Craig McWilliam shared that he had seen data which showed “people thought the development sector was worse than drug dealers in its effect on local spaces.” Grosvenor’s own research would highlight that just 2% of the public trusted real estate developers and that the biggest driver of distrust was the perception that they only cared about making money. With trust at an all time low, Grosvenor were determined to do something about it and they set about on a range of measures, including working with Built-ID to launch our Give My View platform on their Cundy Street Quarter development. The project delivered a record level of engagement for the estate and since then, the wider industry has continued this shift towards more frequent and meaningful community engagement.


At a fan forum on Thursday night, Arsenal director Josh Kroenke appeared to claim that lockdown restrictions were part of the reason that the ownership had failed in its attempts to engage with fans.

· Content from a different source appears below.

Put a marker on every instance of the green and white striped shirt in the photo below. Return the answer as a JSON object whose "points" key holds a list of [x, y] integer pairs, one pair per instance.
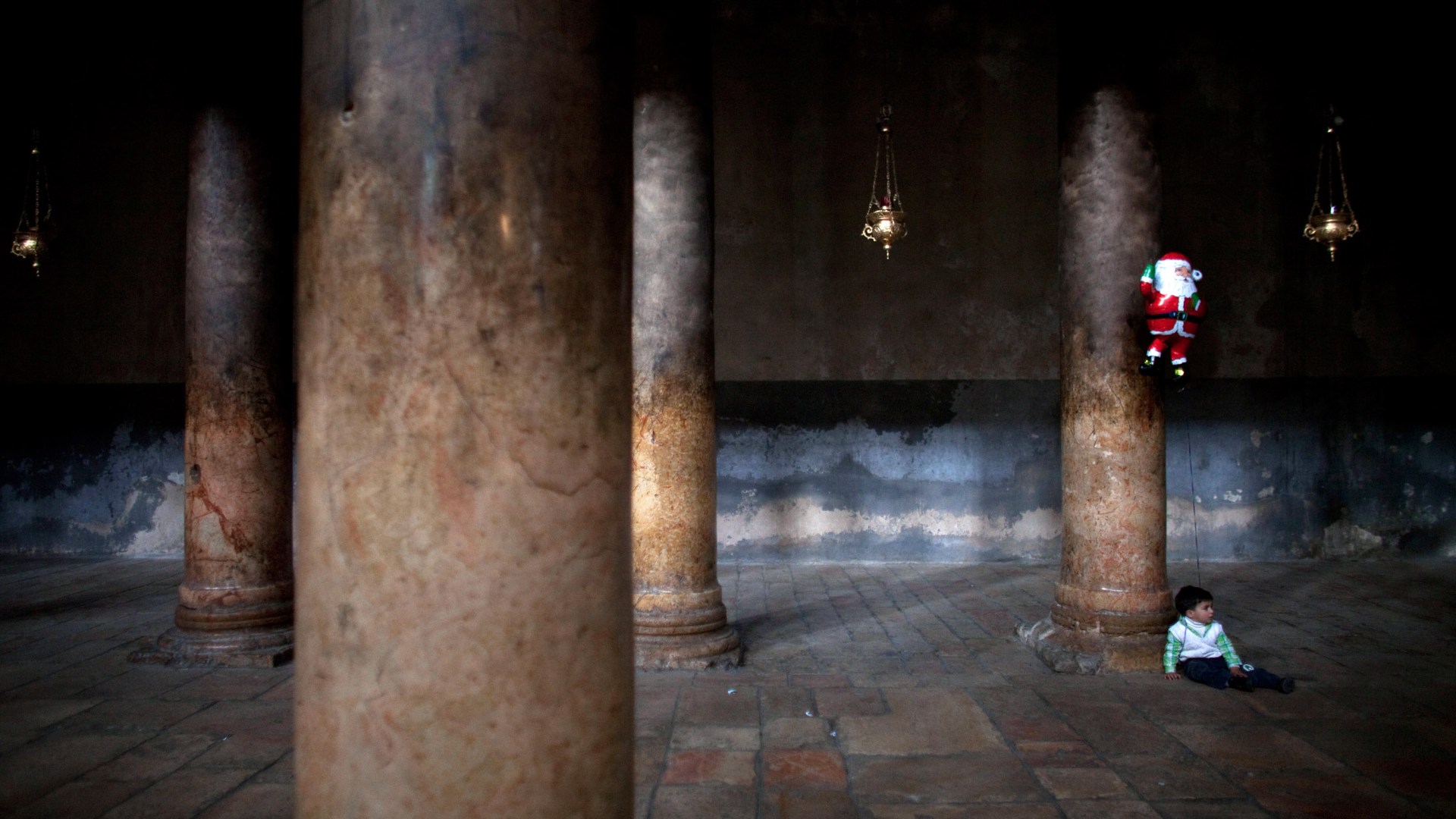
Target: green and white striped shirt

The pandemic could have provided a similar excuse to real estate developers, but instead COVID-19 has seen the industry embrace new digital tools and a similar shift in football is definitely in the post. Perhaps it should not come as a surprise that one of the ESL’s harshest critics was Everton, a club that has demonstrated as well as anyone during the pandemic that it understands the importance of fan engagement. Everton’s ‘Blue Family’ campaign to combat social isolation has made over 25,000 welfare calls and delivered over 14,000 emergency food parcels to local families over the last year, and it is a team that has always had a reputation for being a family club.


Summary


At its worst, there are more parallels between the development industry and the ESL story than we might care to mention, but at our best we can lead the way and show how to bridge a seemingly impossible trust gap. There is still work to be done, but real estate has been on a transformational journey over the last couple of years, and football has an opportunity to do something similar; only time will tell if it will.